1.Can they thwart bad guys at all phases in the threat lifecycle?
Don’t forget that malware and APTs are not the same thing. Your adversaries are engaging in reconnaissance. Then they’re infiltrating your network using malware, stolen passwords, targeted phishing, network vulnerabilities or other methods. Afterward, they’re propagating inside your environment and opening command and control (C2) channels. Then — almost always — they’re exfiltrating sensitive information. If a prospective vendor can only help you with one of these many phases, consider what other measures you’ll need to fill the gaps.
2. Are they an easy company to work with?
“Trusted advisor” is the relationship every vendor should be striving for, and some are better than others at achieving it. Be sure you’re working with someone who will be there for you before, during and well after your purchase decision … and not just at the end of the quarter when the next purchase order is due.
3. Are they innovating while embracing open standards?
Tomorrow it’ll be some other new thing. But today, one innovative tool security vendors should embrace is YARA, a technology aimed at (but not limited to) helping malware researchers identify and classify malware samples. YARA rules can find patterns where regex or snort rules fall hopelessly short. Fidelis Security has absorbed YARA into its prevention-enabled real-time inspection technology, leveraging YARA rules against both unknown protocols and files in transit. This is particularly useful for customers who may already be using YARA against static files or RAM images: they can re-use the same rules in other contexts.

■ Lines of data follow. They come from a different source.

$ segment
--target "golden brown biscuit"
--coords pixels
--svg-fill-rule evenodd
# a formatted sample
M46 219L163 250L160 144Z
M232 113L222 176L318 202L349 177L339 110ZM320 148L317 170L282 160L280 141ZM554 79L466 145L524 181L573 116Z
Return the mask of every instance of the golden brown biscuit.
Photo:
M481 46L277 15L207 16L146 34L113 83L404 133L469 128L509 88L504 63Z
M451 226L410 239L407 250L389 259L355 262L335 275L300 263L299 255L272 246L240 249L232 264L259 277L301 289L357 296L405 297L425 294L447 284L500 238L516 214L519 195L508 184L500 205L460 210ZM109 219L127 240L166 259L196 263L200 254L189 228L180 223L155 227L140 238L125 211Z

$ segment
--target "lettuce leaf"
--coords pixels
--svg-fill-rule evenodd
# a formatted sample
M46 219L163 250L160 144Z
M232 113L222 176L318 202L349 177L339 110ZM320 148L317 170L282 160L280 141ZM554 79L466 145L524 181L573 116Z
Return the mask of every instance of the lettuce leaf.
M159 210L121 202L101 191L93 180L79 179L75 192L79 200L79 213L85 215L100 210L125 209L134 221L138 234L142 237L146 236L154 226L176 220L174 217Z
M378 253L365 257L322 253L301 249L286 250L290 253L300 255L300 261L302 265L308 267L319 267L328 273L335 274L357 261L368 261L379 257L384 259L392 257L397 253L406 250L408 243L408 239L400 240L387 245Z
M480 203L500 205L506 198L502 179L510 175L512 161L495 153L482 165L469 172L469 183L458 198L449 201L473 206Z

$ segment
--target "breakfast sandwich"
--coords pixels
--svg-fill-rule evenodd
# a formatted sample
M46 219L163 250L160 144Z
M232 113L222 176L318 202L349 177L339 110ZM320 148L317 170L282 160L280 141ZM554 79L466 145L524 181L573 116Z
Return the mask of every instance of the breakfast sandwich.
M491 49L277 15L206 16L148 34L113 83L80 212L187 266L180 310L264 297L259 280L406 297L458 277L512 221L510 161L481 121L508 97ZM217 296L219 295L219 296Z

4. Do they integrate with and complement other components in your information security stack?
We don’t live in a vacuum. Vendors all have to play nice, and you’ll be more successful when all of your security technologies are working together as one solution. Make sure you invest in technologies with well-documented and provably usable APIs, well-defined use cases for integration, and available integration services to help you make the most of those integration opportunities.
5. Do they feature a stellar research organization?
The threat landscape continues to move quickly, and unless you have a team of, say, a dozen passionate and knowledgeable security ninjas, you can’t keep up with these developments on your own. You’ll need a partner looking out for you, a partner with the research chops that are needed to be sure your defensive assets are equipped with the latest and most applicable knowledge about hacker behaviors and how to defeat them.
6. Do they offer a proven technology?
The advanced threat defense category is a relative newcomer to the security community, but third-party test results are already beginning to emerge. Has your vendor participated in these tests?
7. Do they offer tightly integrated technology and service offerings?
If a prospective vendor doesn’t have their own credible breach services organization, ask whom they partner with. All of the latest whiz-bang tech in the world won’t help you in a jam if you don’t have the smartest people in the business standing beside you.
8. Have they assembled a community of satisfied, fanatical customers?
No one is an island. It’s especially true lately that we need to improve the ways in which we collaborate. What is your vendor doing to facilitate the kind of communication and collaboration among its customers that will create the rising tide that lifts all boats?
9. Is their technology ‘just right,’ not overly mature and not too bleeding edge?
This is not a Goldilocks question: one size does not fit all. You may be sophisticated enough (and sufficiently prominent as a target) to have an appetite for less mature technology. Other folks don’t have the resources for the leading edge and may see the latest technology as risky in and of itself. How well do your vendors match up against your particular posture toward innovation?